New York (awp/afp) - Après un court répit, les difficultés des fleurons de la grande distribution américaine ont ressurgi au premier trimestre, caractérisées par une chute des bénéfices, des banqueroutes, une hécatombe en Bourse et la fermeture de milliers de magasins.

Depuis le début de l'année, environ 7.000 magasins ont été fermés par les enseignes aux Etats-Unis, soit davantage que sur l'ensemble de l'année 2018, selon un décompte effectué par l'AFP.

Gap (230 magasins fermés), Victoria's Secret (53), Chico's (250), Family Dollar (390), Fred's (263) Dress barn (650 magasins), Payless ShoeSource (2.500), Gymboree (800), Charlotte Russe (520) et Shopko (371) font partie des chaînes ayant lancé de drastiques plans de restructuration.

Les cinq derniers groupes ont même déposé le bilan et demandé la protection du chapitre 11 de la loi américaine sur les faillites, qui leur permet de continuer à opérer sans rendre des comptes à leurs créanciers.

"Cette décision a été difficile, mais nécessaire, la chaîne Dress barn ne donnant plus satisfaction en termes de rentabilité dans l'environnement actuel de la distribution", explique Steven Taylor, le directeur financier.

Ces entreprises ont également en commun le fait que leurs magasins sont souvent situés dans des centres commerciaux géants (malls) en perte de vitesse du fait de l'explosion des ventes sur internet.

En outre, elles n'ont pas investi suffisamment et tôt dans le commerce en ligne et dans la rénovation de leurs magasins, selon le cabinet Retail Metrics.

Amazon et les plateformes de vente de vêtements sur internet comme Stitch Fix et Rent the Runway grâce à leurs approches singulières -- des achats avec les conseils d'un styliste par exemple -- se sont engouffrés dans la brèche.

Abercrombie plonge

Les colosses de la "fast-retail" qui renouvellent régulièrement leurs collections tels que Zara et H&M, et la décision de grandes marques (Nike) de vendre directement leurs articles aux consommateurs ont aussi changé la donne.

Le secteur de la distribution est par ailleurs bousculé par la hausse du salaire horaire minimum en pleine dynamique du marché du travail, l'augmentation des coûts de transport et la guerre des promotions.

Conséquence: les bénéfices ont plongé, entraînant dans leur chute les actions en Bourse.

Abercrombie & Fitch a enregistré une perte nette de 19,1 millions de dollars au premier trimestre et son titre est en baisse de 14% depuis janvier à Wall Street. Le groupe, qui essaie de redorer son image après plusieurs scandales, va fermer trois nouvelles boutiques emblématiques -- une à Soho à New York, une à Fukuoka au Japon et une autre à Milan.

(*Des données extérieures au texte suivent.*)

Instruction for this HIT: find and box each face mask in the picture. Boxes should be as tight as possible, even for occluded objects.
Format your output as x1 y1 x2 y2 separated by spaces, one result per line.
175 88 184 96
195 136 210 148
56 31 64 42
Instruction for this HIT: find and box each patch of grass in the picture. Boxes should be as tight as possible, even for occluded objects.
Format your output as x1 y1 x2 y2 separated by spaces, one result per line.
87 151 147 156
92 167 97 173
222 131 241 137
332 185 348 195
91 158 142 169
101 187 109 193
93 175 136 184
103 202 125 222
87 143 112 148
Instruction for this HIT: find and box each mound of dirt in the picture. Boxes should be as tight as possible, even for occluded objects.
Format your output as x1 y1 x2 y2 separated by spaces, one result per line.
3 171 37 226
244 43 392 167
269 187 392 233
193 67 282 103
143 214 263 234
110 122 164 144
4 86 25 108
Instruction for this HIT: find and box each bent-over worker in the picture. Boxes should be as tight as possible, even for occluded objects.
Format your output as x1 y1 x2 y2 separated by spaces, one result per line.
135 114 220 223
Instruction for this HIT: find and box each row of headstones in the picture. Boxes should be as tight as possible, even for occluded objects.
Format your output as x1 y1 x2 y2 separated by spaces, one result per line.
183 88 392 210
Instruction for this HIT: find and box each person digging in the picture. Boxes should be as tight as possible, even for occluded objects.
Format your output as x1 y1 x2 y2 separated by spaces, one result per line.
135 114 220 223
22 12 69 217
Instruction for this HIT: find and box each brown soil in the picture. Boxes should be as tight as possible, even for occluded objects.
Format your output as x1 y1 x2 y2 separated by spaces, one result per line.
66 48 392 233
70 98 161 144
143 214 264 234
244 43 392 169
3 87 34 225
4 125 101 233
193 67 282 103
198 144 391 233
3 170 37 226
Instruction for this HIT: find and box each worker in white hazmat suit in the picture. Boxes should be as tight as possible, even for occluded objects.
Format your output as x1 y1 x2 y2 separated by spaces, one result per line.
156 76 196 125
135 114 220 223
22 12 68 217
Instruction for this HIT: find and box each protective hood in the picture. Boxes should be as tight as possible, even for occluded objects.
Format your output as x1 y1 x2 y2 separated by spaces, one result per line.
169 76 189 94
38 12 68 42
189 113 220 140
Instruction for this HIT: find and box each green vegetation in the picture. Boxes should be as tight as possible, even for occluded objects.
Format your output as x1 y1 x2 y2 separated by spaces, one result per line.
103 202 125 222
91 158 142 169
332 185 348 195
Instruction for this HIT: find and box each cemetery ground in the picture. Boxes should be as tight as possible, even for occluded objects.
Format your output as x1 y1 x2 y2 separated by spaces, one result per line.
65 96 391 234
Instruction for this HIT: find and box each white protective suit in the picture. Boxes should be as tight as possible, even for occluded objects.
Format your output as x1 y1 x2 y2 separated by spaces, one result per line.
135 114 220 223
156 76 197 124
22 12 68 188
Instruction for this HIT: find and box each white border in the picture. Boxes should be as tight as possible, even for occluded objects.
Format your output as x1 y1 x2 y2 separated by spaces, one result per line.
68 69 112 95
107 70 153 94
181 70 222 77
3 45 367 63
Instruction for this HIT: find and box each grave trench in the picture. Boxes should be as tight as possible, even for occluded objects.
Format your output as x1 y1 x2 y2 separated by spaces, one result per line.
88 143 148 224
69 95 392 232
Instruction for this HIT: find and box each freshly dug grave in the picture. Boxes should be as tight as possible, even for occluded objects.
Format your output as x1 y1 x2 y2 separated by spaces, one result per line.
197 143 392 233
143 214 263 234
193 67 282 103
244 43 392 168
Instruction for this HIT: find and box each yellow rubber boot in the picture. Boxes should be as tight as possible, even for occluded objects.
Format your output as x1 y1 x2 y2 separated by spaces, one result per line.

La chaîne de magasins de vêtements Forever 21 est, elle, en train d'envisager un dépôt de bilan qui pourrait s'accompagner de centaines de suppressions d'emplois, selon la presse américaine.

En Bourse, la performance du secteur de la distribution au mois de mai a été la plus mauvaise depuis novembre 2008, en pleine crise financière. L'indice sectoriel ETX (XRT) a ainsi perdu 12,3%.

Les choses pourraient empirer dans les prochaines semaines, en raison du regain de tensions commerciales entre les Etats-Unis et la Chine, craint la banque UBS, qui redoute la fermeture de 12.000 magasins supplémentaires.

Les deux premières puissances économiques s'imposent des tarifs douaniers supplémentaires réciproques sur leurs importations, ce qui perturbe la chaîne logistique des groupes américains de la distribution.

Certains noms tirent toutefois leur épingle du jeu, à l'image de Target et Walmart, dont l'offensive dans la vente sur internet a permis d'élargir leur clientèle aux millenials (17-34 ans) et aux classes sociales aisées, selon les experts.

Walmart a racheté les sites internet Art.com et de lingerie barenecessities.com pour séduire une clientèle jeune et branchée.

L'enseigne a aussi rénové ses magasins physiques où elle propose désormais des services vétérinaires et teste des technologies. Ses ventes sur internet aux Etats-Unis se sont envolées de 37% au premier trimestre.